On n’a pas de plan de l’employeur. À Saint-Jérôme, ils ont 17 lits aux soins intensifs et actuellement, vu le manque de personnel, on ne compte que 12 places pouvant être occupées. On nous dit que de ce nombre, 11 places sont déjà prises. Si Saint-Jérôme affiche complet, ça mettrait encore plus de pression sur nos urgences qui sont bondées.

Francis Charbonneau, vice-président Secteur Nord du Syndicat des professionnelles en soins des Laurentides (SPSL-FIQ)

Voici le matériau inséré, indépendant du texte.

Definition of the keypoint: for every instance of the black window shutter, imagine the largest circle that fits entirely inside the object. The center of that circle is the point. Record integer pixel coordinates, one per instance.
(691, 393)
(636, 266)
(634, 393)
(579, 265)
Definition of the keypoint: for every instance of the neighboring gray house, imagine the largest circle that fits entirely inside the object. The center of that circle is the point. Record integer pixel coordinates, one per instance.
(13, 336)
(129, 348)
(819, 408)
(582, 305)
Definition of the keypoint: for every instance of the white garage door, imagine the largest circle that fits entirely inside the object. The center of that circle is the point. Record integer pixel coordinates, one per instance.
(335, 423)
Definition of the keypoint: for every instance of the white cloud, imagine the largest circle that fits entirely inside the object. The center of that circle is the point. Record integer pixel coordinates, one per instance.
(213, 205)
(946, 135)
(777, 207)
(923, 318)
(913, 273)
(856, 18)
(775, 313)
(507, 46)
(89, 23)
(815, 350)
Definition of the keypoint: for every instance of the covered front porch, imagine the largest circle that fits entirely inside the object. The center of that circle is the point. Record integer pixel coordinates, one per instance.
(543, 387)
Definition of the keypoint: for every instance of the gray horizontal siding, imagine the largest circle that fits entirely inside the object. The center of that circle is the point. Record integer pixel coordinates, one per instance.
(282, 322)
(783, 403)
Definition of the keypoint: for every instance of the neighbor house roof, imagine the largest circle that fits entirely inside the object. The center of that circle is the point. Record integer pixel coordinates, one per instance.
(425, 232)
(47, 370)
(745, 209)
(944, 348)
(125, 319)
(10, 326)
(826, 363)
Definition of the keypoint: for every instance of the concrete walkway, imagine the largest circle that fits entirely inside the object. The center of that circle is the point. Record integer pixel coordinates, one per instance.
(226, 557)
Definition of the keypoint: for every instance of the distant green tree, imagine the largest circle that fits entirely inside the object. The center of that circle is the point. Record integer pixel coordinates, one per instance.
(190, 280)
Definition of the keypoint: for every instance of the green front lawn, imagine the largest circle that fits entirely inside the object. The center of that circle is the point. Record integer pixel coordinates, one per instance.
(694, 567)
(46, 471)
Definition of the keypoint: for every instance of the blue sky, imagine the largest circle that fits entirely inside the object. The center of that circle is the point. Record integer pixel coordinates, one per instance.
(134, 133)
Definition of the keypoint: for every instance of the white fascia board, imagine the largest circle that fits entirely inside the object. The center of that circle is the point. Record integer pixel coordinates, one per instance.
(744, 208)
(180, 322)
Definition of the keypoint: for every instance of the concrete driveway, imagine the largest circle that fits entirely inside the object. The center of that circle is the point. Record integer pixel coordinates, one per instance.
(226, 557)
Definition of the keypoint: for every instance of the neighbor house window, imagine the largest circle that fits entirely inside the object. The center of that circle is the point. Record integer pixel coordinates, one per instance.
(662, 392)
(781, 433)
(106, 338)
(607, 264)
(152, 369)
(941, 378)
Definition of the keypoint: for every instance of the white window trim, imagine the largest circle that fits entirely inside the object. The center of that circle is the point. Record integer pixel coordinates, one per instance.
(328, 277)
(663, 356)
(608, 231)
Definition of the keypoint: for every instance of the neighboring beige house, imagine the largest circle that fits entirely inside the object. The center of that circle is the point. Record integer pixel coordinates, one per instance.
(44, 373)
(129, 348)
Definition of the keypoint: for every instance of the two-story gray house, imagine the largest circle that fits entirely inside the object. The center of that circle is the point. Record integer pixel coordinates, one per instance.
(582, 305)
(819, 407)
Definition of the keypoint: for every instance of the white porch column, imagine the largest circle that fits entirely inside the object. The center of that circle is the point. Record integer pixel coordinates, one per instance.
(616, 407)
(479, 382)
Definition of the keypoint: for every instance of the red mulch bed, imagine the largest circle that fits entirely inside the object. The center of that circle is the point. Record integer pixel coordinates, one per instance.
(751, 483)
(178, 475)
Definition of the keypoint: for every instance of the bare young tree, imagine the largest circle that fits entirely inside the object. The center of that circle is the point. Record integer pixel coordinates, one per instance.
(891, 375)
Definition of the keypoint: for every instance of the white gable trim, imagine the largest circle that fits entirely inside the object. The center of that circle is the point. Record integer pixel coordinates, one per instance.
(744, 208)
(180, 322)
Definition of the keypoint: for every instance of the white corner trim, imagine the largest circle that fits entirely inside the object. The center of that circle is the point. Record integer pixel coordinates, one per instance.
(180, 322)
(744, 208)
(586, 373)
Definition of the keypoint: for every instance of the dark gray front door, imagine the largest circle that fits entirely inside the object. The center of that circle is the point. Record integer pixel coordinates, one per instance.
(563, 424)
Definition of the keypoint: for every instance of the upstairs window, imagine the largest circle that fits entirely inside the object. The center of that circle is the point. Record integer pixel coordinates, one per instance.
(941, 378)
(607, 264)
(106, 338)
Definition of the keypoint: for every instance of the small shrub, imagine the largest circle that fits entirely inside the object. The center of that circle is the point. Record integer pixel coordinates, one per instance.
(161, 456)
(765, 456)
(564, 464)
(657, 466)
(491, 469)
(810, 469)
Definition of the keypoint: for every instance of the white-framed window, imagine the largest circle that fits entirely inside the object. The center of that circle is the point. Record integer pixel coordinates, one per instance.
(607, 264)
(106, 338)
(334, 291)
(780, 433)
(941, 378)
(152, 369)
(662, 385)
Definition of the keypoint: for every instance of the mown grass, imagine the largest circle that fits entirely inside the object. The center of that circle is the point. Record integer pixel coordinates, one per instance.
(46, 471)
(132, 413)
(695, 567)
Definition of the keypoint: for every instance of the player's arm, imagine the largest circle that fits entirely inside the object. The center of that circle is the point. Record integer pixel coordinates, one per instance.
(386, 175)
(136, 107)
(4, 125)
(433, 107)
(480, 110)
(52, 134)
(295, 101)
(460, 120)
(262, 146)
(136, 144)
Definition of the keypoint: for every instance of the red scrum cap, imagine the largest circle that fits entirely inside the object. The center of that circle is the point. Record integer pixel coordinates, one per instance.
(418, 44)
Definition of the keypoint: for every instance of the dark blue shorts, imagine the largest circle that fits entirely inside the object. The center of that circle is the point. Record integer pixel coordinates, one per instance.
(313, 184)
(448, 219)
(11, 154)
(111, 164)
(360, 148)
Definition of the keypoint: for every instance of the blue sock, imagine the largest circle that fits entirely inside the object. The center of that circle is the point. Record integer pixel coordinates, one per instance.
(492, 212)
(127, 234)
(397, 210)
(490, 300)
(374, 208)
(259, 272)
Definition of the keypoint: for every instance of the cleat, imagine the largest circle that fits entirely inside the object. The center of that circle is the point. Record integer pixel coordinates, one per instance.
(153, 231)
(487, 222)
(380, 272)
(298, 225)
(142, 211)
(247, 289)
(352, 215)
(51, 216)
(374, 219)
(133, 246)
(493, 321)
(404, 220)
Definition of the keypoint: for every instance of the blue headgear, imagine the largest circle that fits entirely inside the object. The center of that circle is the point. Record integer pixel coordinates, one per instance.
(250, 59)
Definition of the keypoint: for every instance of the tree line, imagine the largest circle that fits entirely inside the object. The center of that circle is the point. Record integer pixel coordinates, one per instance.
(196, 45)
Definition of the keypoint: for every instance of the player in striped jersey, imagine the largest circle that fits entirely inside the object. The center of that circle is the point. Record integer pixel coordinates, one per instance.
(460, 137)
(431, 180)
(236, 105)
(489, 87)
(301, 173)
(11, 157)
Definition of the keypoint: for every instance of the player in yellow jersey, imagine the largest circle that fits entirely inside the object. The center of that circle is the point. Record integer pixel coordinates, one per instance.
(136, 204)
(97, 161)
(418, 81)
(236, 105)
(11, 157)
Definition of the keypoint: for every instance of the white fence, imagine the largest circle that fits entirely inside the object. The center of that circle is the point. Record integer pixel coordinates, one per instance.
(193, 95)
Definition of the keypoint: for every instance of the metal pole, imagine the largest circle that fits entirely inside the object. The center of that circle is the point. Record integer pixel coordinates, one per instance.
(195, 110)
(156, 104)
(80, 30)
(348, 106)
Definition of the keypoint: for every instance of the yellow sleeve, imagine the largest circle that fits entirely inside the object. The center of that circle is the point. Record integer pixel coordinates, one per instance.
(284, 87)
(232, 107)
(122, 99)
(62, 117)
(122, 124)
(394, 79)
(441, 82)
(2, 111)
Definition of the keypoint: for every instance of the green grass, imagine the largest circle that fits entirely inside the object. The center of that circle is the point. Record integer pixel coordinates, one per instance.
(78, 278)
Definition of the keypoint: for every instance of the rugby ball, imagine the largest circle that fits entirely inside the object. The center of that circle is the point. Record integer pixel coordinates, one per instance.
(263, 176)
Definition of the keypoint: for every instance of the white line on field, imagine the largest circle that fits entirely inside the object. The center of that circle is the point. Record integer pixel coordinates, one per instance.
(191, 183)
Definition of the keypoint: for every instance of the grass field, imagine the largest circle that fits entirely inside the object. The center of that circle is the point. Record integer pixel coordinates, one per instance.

Sans réagir directement au dossier de l’hôpital de Saint-Eustache, le porte-parole péquiste en matière de santé, Joël Arseneau, a appelé jeudi Québec à établir un plan pour résoudre les nombreuses ruptures de services dans le réseau de la santé. « Le ministre ne peut pas attendre en septembre pour agir, surtout sachant que, pas plus tard que cette semaine, des hôpitaux en Montérégie ont atteint un taux d’occupation de plus de 200 % et que des hôpitaux dans les régions des Laurentides, de Montréal, de l’Outaouais, de la Côte-Nord et du Centre-du-Québec atteignent des taux d’occupation de plus de 150 % », a-t-il insisté.

En date du 22 juillet, le taux d’occupation des civières s’élevait à 153 % à l’hôpital de Saint-Eustache, selon Index Santé. L’Hôpital régional de Saint-Jérôme affichait un taux d’occupation de 119 %. La moyenne dans les urgences du Québec pour ce même jour se situait à 102 %.